Ascending triangle is a pattern that recurrently forms in assets. Such a pattern forms due to changes in underlying asset’s demand and supply situation. In this case the demand for the asset gradually strengthens and entrenches itself against sloppy supply. Therefore, the price action starts to form an uptrend bias leading to a situation where breakout is possible in the near future.
An ascending triangle is derived by drawing two lines on the price chart. The first line is drawn horizontally at the stable peaks of the candle bars. At least two highs are joined together to make horizontal resistance level. A second slanted and rising line is drawn at the lows of the candle bars. The rising slant is a result of higher lows. This presents a resilient demand that is bent on pushing the price upwards. The area around which both lines converge to form a wedge is where the price is likely to make a breakout upwards. The diagram below demonstrates how an ascending triangle looks like.
The ascending triangle offers trading opportunities that are similar to that offered by the descending triangle. Where the trader manipulates the downtrend bias in the descending triangle, the trader utilizes uptrend bias to enter in to trades. The trader can go long or short on the binary options or enter touch or no-touch trades.
The ascending triangle shows a strong bias for a price to move upwards. Therefore, whenever the price reaches or touches the lower slanted line, the trader should enter a call trade. Given the fact that bias stays in favor of the uptrend, the trader can enter short expiry call binary option trade safely. The area of active trade starts from the lower line until the price touches the upper line. This is the area where trader can enter trades recurrently to enhance his gains.
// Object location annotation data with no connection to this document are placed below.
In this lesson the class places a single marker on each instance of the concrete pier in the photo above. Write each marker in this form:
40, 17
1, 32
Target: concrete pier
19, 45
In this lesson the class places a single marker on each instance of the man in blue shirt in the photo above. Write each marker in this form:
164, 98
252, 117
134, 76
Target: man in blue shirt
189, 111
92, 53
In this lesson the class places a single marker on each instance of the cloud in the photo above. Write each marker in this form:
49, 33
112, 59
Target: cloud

Alternatively, the trader can enter put binary option trade whenever the price touches the upper line, betting on the price to go down. In this particular instance, entering put trades is risky because price is constantly bouncing back to upper line.
Patterns like ascending triangles offer traders with another opportunity. The traders can use this pattern to make touch or no-touch entries. The area below the lower slanted line is a no-touch zone because of the bias towards uptrend in price is therefore good area to trade no-touch trades. On the contrary, because there is a bias towards an uptrend, the trader should enter touch trades within the zone which lay around the upper line.
If a trader is skilled and knowledgeable, occurrence of such patterns ensures maximum manipulation of price action to acquire gains. Ascending triangle pattern often result in a breakout above the resistance line which offers the skilled and knowledgeable trader a continued opportunity to trade trend.